How has Newmont’s joint venture with Barrick to establish Nevada Gold Mines (NGM) progressed?
Newmont has been operating in Nevada for over 60 years. We developed the technology to be able to release gold from the very fine, low-grade oxide ore in Nevada 60 years ago, which opened up the region. Then Nevada moved through processing of oxide ore to double refractory ore which needs more complex facilities to release the metal, such as roasters.
Roll the clock forward to 2019, both Newmont and Barrick had been operating in Nevada for a long period of time, with maturing operations that sat alongside each other. The reality was that production profiles were coming off and costs were going up as processing facilities that were built 30 years ago were constrained for the ore bodies being mined today. There were also some boundaries between ore bodies that were set up historically that were constraining both companies.

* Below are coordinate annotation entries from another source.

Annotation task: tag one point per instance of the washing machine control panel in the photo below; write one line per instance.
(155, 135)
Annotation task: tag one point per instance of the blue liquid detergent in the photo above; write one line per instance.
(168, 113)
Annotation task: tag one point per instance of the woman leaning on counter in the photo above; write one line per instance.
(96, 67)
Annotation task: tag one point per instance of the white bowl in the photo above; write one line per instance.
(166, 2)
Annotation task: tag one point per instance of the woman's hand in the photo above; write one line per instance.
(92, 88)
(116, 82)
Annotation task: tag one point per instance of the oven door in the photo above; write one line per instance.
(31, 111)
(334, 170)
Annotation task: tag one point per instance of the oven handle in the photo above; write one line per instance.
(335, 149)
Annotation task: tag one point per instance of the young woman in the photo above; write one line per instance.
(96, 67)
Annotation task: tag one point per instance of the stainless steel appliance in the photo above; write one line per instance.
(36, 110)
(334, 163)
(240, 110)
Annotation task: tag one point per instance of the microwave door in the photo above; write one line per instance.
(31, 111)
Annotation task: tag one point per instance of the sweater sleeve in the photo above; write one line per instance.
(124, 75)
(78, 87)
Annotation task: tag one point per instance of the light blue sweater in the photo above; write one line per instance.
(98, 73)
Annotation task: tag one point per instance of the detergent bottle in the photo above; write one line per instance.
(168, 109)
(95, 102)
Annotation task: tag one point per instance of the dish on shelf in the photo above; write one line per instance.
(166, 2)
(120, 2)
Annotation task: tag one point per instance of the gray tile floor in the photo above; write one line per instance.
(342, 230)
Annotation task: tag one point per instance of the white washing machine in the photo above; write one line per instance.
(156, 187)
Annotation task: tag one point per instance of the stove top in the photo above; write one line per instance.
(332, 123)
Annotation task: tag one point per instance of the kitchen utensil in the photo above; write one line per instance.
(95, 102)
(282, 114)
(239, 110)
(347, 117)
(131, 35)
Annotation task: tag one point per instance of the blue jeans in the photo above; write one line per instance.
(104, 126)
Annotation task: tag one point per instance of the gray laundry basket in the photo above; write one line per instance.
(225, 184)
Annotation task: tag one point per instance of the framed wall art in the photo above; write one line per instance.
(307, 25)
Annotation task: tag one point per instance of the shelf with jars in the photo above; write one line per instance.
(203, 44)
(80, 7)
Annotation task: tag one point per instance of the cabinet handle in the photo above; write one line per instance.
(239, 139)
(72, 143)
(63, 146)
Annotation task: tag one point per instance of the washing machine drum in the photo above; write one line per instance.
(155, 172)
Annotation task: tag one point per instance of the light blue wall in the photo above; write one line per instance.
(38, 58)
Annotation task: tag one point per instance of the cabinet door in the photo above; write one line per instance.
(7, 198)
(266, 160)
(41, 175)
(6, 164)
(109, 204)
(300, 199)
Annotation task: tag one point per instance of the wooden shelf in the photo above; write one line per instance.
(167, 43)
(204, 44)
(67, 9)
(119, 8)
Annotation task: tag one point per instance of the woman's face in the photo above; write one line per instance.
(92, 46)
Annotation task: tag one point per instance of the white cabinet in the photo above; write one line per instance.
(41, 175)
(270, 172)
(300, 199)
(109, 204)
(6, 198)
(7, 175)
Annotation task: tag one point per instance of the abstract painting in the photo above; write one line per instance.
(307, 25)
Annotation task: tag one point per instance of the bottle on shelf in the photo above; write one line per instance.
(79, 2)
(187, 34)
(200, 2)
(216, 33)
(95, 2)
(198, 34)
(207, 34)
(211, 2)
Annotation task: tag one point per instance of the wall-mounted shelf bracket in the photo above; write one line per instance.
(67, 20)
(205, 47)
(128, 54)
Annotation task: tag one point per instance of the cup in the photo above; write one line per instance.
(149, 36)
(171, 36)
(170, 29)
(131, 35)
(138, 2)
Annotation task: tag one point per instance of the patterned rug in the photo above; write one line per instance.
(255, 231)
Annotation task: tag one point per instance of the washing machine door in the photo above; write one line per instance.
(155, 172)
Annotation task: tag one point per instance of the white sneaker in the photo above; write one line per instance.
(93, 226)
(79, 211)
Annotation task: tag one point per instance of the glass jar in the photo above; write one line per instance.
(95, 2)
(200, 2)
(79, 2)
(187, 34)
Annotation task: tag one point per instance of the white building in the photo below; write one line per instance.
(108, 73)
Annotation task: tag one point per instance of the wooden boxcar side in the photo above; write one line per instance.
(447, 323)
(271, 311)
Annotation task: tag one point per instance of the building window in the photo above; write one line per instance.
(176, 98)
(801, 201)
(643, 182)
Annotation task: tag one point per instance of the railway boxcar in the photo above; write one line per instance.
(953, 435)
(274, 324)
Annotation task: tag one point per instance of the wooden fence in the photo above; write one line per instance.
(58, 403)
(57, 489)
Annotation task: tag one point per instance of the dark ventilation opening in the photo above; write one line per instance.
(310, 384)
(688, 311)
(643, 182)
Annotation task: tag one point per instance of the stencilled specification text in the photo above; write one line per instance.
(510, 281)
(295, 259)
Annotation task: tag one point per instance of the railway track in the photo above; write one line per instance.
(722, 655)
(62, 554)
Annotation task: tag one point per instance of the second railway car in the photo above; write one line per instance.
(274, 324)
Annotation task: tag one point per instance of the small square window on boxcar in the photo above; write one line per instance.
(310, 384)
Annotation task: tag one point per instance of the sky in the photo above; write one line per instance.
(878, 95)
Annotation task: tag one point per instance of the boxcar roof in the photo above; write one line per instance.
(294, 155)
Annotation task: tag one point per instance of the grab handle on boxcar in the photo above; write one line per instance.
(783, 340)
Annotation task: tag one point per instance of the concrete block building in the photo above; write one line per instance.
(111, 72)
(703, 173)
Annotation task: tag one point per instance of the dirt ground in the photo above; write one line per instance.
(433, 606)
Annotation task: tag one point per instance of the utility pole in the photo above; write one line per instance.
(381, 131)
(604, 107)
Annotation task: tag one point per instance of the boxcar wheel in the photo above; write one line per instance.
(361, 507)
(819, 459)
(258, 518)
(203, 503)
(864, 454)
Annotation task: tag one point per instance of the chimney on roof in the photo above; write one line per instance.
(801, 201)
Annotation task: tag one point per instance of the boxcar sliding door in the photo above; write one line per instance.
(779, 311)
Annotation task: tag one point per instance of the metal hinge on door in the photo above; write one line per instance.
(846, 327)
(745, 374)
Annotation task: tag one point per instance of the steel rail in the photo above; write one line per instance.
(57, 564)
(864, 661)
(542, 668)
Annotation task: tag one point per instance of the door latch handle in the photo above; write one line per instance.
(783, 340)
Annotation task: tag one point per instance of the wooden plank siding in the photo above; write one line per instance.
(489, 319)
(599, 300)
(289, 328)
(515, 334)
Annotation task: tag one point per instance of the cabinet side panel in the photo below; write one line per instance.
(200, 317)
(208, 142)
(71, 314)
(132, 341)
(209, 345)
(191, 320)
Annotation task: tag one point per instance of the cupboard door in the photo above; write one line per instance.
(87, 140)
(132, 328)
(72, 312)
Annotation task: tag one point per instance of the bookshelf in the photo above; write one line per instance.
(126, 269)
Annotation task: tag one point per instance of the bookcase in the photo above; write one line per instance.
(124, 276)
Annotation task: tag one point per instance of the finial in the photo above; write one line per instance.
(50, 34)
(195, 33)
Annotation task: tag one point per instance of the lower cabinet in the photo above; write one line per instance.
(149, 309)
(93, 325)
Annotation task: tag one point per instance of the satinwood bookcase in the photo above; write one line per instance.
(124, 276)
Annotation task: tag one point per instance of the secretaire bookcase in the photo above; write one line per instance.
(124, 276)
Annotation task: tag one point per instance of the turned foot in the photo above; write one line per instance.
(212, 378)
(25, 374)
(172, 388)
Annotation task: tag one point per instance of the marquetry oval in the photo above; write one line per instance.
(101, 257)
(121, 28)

The opportunity that came with NGM was to combine processing facilities and deposits, which gives you many more options in terms of how you blend different ores together within the constraints of processing plants, particularly through the Carlin trend, out west at Turquoise Ridge and Twin Creeks, and also because a lot of ore from the Cortez mine gets sent through to Carlin. Through this optionality, operational life can be extended, costs can be reduced, and shareholders of both companies get the benefit.
NGM is the flagship example of how the gold industry can look for opportunities to consolidate within a region. The industry needs to consolidate, as mining at scale is required to fund the technology needed for decarbonization, and NGM presents a pathway for what that looks like.
Can you elaborate on Newmont’s decarbonization initiatives?
In 2020, Newmont led the gold industry to set targets for 2030 for the reduction of scope 1, 2 and 3 greenhouse gas emissions. We are committed to reducing our scope 1 and 2 emissions by more than 30%, and our scope 3 emissions by 30% by 2030, with the ultimate goal of being net zero by 2050. Newmont will have those targets signed off by the Science-Based Target Initiative (SBTI), and we are committing US$500 million over the next five years to support these targets.
In the decarbonization effort we are working on three main areas. First of all, continuous improvement; we have a program called Full Potential which has been in place for over eight years and delivered more than US$4 billion of value across our operations. It is predicated upon all 12 of Newmont’s managed operations having a set of improvement projects which include carbon reduction initiatives in their business plans. When you reduce carbon intensity you are almost certainly improving efficiencies. The second big area is renewable energy where we can use wind and solar to replace other forms of electricity generation around our business. This will be the key step change for Newmont as the decade progresses. The third area is how to introduce and support new technologies such as bringing in hydrogen or battery electric to replace diesel.
What role do you think gold will play in a transition economy?
Gold has been a store of value for millennia and will be a store of value for a long time to come. Then you have to look at what role gold plays in society and what role it can play in the decarbonization effort. Newmont’s purpose as a company is to create value and improve lives through responsible, sustainable mining. Looking at the locations in which we operate, gold mining by reputable companies plays a huge role in creating wealth and improving the lives of local communities. As the world’s largest gold mining company, we look to set a standard that others can follow, and this is why the ESG piece is so important.
When it comes to decarbonization, as gold operations are developed, you will see more copper-gold mines coming online, such as Yanacocha or our projects in British Columbia. Newmont will always remain a gold miner, but copper and gold produced together will go hand in hand as a very important metal for decarbonization, along with a very important metal in terms of a store of wealth that improves lives.